|
Reçeli de olur turşusu da
|
|
Hem tatlıdır hem de sağlıklı... Turşusundan reçeline, şurubundan konservesine türlü şekilde yiyebileceğiniz meyveler, bu yıl da sofralarınıza lezzet katacak...
Yeni yılınız meyve dolu olsun
Bu meyve dediğimiz şeyin tadına, çiğ hali dışında başka nasıl varabiliriz? "Meyve Ağacından Hikayeler" adlı kitap, reçelinden turşusuna envai çeşit meyveden neler yapılacağını anlatıyor.
2005'in ilk yazısı. Bir safa geldin rengi içermeli. Bu ne ile olur? Tatlı desem diyetisyenlerin hışmına uğramaktan çekinirim. En iyisi meyvelerden yana yüz dönmek... Ne de olsa hem tatlılar hem de doğal! İngilizlerin bitter reçelleri vardır. Gözdem onlardır. Tatlıdırlar. Ama balbadem değil. Öyle bir şey ki yediğiniz meyvedir, tatlıdır. Ve tadındaki mahut acılık ona öyle bir kimlik verir ki size vicdan azabı yüklemez. Yerken "Benim bu tatlıyı yemeğe hakkım var mıydı?" diye, dertlere düşmezsiniz. Yani, kısacası teselli katsayısı" yüksek terkiplerdendir. Nereden icab etti? Anlatalım: Son zamanların en çalışkan "yazarlarından" Tijen İnaltong'un yeni bir kitabını yollamış: Meyve Ağacından Hikayeler, İletişim Yayınları, 328 sahife, İstanbul. Kitap Romalı C. Albinus'la başlıyor. İmparatorun meyve konusundaki inanılmaz oburluğu ile. Aç karnına beş yüz incir, bir sepet şeftali, 10 kavun ve 10 kilo üzümün yanı sıra... yiyebiliyordu." Nasıl? Abartılmış bir tarihin eline düşmüş olsak: Tenzilatı ile bile inanılması güç. İyi ama bugün hemen herkes bu meyve tüketiminin hayrından söz etmekte! Kitabın yazarı da önce bir döküm vermiş. Envai çeşit meyveden. Neredeyse kim hangisini severse buyursun alsın, diye.

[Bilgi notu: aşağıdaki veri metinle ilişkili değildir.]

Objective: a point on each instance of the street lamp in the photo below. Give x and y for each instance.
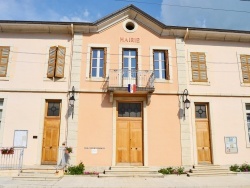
(185, 101)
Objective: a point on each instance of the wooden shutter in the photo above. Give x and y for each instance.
(90, 64)
(52, 62)
(167, 64)
(4, 60)
(104, 62)
(199, 68)
(137, 67)
(60, 62)
(245, 67)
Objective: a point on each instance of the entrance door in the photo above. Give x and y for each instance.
(129, 66)
(51, 132)
(129, 150)
(202, 134)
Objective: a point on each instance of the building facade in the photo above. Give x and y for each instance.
(130, 76)
(34, 77)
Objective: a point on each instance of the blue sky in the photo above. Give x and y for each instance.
(236, 13)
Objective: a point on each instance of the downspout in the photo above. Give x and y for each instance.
(69, 83)
(186, 35)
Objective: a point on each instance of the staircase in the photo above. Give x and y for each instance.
(209, 170)
(131, 171)
(47, 173)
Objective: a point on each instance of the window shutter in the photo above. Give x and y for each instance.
(104, 62)
(51, 62)
(245, 67)
(202, 67)
(199, 68)
(4, 60)
(90, 64)
(60, 62)
(167, 65)
(195, 66)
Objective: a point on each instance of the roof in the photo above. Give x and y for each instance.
(128, 12)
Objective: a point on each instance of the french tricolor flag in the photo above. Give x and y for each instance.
(131, 88)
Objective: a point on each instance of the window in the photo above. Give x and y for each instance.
(1, 111)
(53, 109)
(200, 111)
(129, 63)
(248, 121)
(245, 67)
(98, 63)
(199, 68)
(129, 109)
(161, 64)
(4, 60)
(56, 62)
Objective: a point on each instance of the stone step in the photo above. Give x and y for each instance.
(198, 174)
(129, 171)
(37, 174)
(208, 170)
(132, 175)
(37, 178)
(207, 167)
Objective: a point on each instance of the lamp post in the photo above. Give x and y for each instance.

SEVİL PORTAKALI Elma, vişne, çilek, şeftali, dut, kiraz, erik, kayısı, incir, ahududu, avokado, armut, muz, kestane, ayva, nar, karpuz, kavun, frenk inciri, üzüm, böğürtlen, likapa (yaban mersini), frenk üzümü, kızılcık, kocayemiş, zeytin... Antep fıstığı, badem, ceviz, çam fıstığı, fındık, pikan cevizi... Turunç, ağaç kavunu, bergamut, greyfurt, kamkat (kumkuat), limon, mandalina, misket limonu, portakal... Ahlar, akdiken, hurma, hünnap, iğde, kuşburnu, menengiç, alıç, ardıç ve andız, çitlembik, demirhindi, gilaburu, güvey feneri, karamuk, karayemiş, keçiboynuzu, meşe palamutu, muşmula, mürver, trabzon hurması, üvez, yaban mersini, yenidünya... Ananas, hindistan cevizi, kivi, mango, papaya... Peki, bu meyve dediğimizi hali ile yeme dışındaki haller nelerdir? Yazar onu da sunmakta: Meyve pişirme/hazırlama/kullanma yolları: Şurupta pişirme, komposto şeklinde haşlama, ızgarada pişirme, fırında pişirme, soteleme, kızartma, püre yapma, karamelize etme, kurutma, konserve yapımı, reçel/marmelat yapımı, şurup yapımı, meyve aromalı şekerler, likör yapımı, pekmez yapımı, turşu yapımı, meyveli süt/yoğurt/ayran, sıcak veya soğuk meyveli içecekler, meyveli dondurmalar. Gelelim gözdemize: Turunca. "Akdeniz'de turunç ağacının tarihçesine bakacak olursak anavatanının Hindistan olduğunu, kimi kaynaklarda ise ilk olarak Malezya'da ortaya çıkıp oradan Hindistan'a göç ettiği görürüz. Avrupa'ya İspanya'nın Seville kentinden yayılmış olması bu acı, çiğ olarak yiyemediğimiz, ancak reçelinden ve şekerlemelerinden tutun da ekşisine kadar vazgeçemediğimiz portakal rengi meyvenin İngilizce'de "Sevil portakalı" (Seville Orange) adıyla anılmasını sağlamıştır." Tek başına yenmese de pek çok liköre aromasını veren turunç, çiçekleriyle de pek çok şaire ilham vermiştir. Baharda güneyli kentleri, kasaba ve köyleri kaplayan narenciye çiçeği kokusu turunçtur.